Page MenuHomePhabricator

Research GPU-accelerated transcode of WebM VP9 video
Closed, ResolvedPublic

Description

Intel Kaby Lake-generation CPUs with the integrated GPU support hardware decoding and encoding of VP9 video (as well as H.264 and HEVC). Investigate feasibility of increasing transcoding performance vs pure-software encoding.

Currently the low performance of libvpx in pure software is holding us back from creating VP9 transcodes (T63805).

Todo:

  • obtain access to a Linux machine with a Kaby Lake or Coffee Lake CPU with integrated GPU
  • figure out how the Intel drivers for it work and interface with ffmpeg
  • test performance of single streams and multiple parallel streams on pure-CPU vs using the GPU acceleration
  • compare quality at same bandwidth, and bandwidth at same quality
  • if promising, pitch the idea of a small number of dedicated transcoding machines to ops that would have the necessary CPU configuration

Possible:

  • compare with ATI GPUs and check if they have such support too
  • note that NVidia support is missing for encoding VP9, and the non-free drivers are a no-go

Event Timeline

OIT says they should be able to send me a temporary loaner MacBook Pro with Kaby Lake CPU, which will give me what I need to do tests in isolation before I go advocating for server purchases.

Setup:

  • test machine is a MacBook Pro 14,1
  • Debian Stretch does *not* like the keyboard, wifi, screen, etc. on this Mac. ;) Installed it as a pseudo-server config, ssh'ing in.
  • Intel GPU kernel driver (i915) requires a firmware blob that's in "firmware-misc-nonfree" package
  • Requires filesystem access to /dev/dri/renderD128
  • ffmpeg 3.2.8 is not new enough to support encoding with vp8_vaapi or vp9_vaapi; I built 3.4 locally from git using the existing dependency packages.

Compression:

  • The compression is *fast*, often getting over 100 fps -- literally 20x faster than libvpx
  • Picture quality is not as good as libvpx at the same bitrate.
  • Bitrate control seems to be scaled assuming 30fps -- for 24fps file, multiply specified bitrate by 1.25, for 60fps file, halve specified bitrate to hit the desired target
  • Unsure how to use alt-ref frames; there's a "b-frame" option on vaapi that's supposedly supported for VP9 which might mean alt-ref frames or might mean something else?
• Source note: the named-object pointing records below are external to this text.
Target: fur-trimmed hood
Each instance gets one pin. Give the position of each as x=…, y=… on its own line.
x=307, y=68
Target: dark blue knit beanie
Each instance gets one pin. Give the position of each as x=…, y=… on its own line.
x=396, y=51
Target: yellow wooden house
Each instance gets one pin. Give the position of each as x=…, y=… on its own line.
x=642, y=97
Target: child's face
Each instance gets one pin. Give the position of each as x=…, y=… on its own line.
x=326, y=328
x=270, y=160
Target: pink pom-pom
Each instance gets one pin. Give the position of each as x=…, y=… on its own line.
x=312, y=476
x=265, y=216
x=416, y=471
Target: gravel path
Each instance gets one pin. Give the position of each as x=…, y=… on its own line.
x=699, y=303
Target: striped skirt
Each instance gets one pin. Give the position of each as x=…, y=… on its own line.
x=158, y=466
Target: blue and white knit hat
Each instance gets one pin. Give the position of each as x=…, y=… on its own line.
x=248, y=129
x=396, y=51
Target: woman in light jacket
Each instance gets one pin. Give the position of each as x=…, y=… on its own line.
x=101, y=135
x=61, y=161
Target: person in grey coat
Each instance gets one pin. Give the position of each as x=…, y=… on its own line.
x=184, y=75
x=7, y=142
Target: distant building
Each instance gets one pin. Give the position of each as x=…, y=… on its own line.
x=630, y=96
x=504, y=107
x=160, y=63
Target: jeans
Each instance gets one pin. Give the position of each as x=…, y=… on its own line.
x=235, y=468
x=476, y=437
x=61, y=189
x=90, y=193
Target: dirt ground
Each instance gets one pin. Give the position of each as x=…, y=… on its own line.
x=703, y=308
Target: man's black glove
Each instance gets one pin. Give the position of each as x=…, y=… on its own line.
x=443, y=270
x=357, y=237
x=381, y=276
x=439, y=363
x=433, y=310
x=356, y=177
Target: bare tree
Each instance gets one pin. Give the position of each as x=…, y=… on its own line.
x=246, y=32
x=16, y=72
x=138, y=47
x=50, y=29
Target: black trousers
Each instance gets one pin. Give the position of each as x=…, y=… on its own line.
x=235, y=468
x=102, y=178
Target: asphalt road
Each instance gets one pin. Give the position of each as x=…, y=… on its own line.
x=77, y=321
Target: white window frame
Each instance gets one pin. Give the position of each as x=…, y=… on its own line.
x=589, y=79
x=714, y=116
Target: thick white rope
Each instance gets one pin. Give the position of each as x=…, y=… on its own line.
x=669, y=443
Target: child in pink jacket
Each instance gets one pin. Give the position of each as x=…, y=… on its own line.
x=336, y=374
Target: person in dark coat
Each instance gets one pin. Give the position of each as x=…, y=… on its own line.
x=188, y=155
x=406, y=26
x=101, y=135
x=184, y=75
But it doesn't seem to help picture quality.
  • The compressed frames do not use tile columns, so clients can't use multi-threaded decoding.

Preliminary assessment:

  • Picture quality is noticeably worse at target bitrate than libvpx, with bad artifacting in high-motion scenes in a couple files I tested. Big lean-against.
  • Multiple tile columns are strongly recommended to optimize multicore decoding (not yet supported in ogv.js, but will be one day) -- there's no way to enable it that I can find. This is a moderate lean-against.
  • But this'd be GREAT for dealing with live video streams, where the alternative is "too slow, can't do anything".
  • Might or might not be relevant to consider using the hardware *decoder* for transcoding from H.264 files...?

I'll do a little more testing in case I can improve the compression, or to verify the decoding alternative.

Based on earlier assessment, recommending against hardware compression for batch/video-on-demand. It would be useful for live encoding if we switch from YouTube/etc to doing our own streaming, but that's not a high priority right now.

Have changed the software encoding settings based on the comparisons I was doing:

  • use -speed 4 for first-pass
  • use -speed 1 for second-pass (or -speed 2 in some cases, based on Google's recommendations)
  • use -crf X with suitable quality values to use constrained-quality mode, saved bandwidth on many files

With these settings, VP9 is 4x slower than VP8 to encode, which isn't great but will parallelize well once chunking is done (T158716).

Closing out as resolved (having done the research).